8. Odroczenie sprawy

265 8 2
                                    


Oboje wyszli już dawno temu. Wcześniej nic nie czułam, ale teraz jestem okropnie wściekła. Czego oni właściwie chcą ode mnie? Nie zabiją mnie. Tego jestem najbardziej pewna. Chcą tylko pokazać do czego są zdolni. Wykorzystają mnie jako groźbę. 

Mam dosyć tej zabawy w podchody. Dlaczego ten Owen postanowił mi przedłużyć tą katusze. Za parę dni jest wigilia. Nie pozwolę, żeby moja rodzina zasiadła do stołu beze mnie. 

Nie zauważyłam kiedy ktoś zszedł na dół. Teraz czułam na swoim karku gorący oddech. Zamknełam oczy i zaczełam modlić się w duchu, żeby to nie był Jackson. Powoli obróciłam się i otworzyłam oczy. Przede mną stał chłopak, który z niewyjaśnionych przyczyn kogoś mi przypominał. 

- Owen. - powiedziałam szeptem i opuściłam głowę. Po moim policzku spłyneła pojedyncza łza.

Wszystko w przypływie jednej sekundy mi się przypomniało. Miałam siedem lat, kiedy to się stało. Owen przeprowadził się do naszego miasta razem z rodzicami. Jego ojciec dostał tutaj lepszą pracę jako główny nadzorca budowy. Razem z Panią Barrow i Owenem stanowili przykład idealnej rodziny. Nie chodziłam z nim do jednej klasy, ale często spotykaliśmy się na pobliskim placu zabaw. Polubiłam tego chłopca o pyzatej buzi. Zawsze miał zwariowane pomysły i niesamowitą wyobraźnie. Wcześniej nie miałam przyjaciół, nikt nie chciał się ze mną bawić bo obawiali się mnie. To on pierwszy zaryzykował. Wszystko wydawało się idealne, aż za bardzo. Jednego okropnego wieczoru mój ojciec za dużo wypił, pokłócił się z mamą. Pamiętam, że rzucał butelkami z alkoholem z barku. Był wściekły. Nigdy go takiego nie widziałam, a moja mama była bezsilna. Patrzyłam na tą scene zza drzwi swojego pokoju. Wyszedł i pojechał gdzieś. Następnego dnia nie wrócił. Kolejnego też. W końcu wrócił, ale nie sam. Z policją. W szkole powiedzieli mi, że mój ojciec potrącił tatę Owena. Nie ze skutkeim śmiertelnym. Pan Barrow żyje, tylko jest do końca życia przykuty do wózka. Nie wiem jakim cudem tacie udało się uniknąć konsekwencji. Chyba zawsze bałam się poznać prawdę.Bo wiem, że to co zrobił mój ojciec nie było uczciwe. Państwo Barrow wyjechali do sąsiedniego miasta, oddalonego zaledwie dziesięć kilometrów. Ale pomimmo tego od dziesięciu lat nie widziałam Owena. Aż do dzisiaj.

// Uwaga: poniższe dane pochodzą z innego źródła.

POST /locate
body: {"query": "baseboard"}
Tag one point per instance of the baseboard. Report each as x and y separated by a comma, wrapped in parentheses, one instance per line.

Teraz stoi przede mną, a mi jest tak bardzo wstyd. Chowam twarz w dłonie i pozwalam spływać łzom.

- Tak bardzo cię przepraszam - mówię.

- Nikt nie powinien płacić za cudze grzechy. Musimy się pospieszyć. 

- Co ty mówisz? - pytam, zdezorientowana.

 - Oni chcą ci zrobić coś okropnego. Nie mogę do tego dopuścić - odpowiada i patrzy mi głęboko w oczy, ale ja patrzę przed siebie. Na schody. 

- Wiedziałem, że coś z tobą nie gra. - Jackson patzry na nas z góry i uśmiecha się.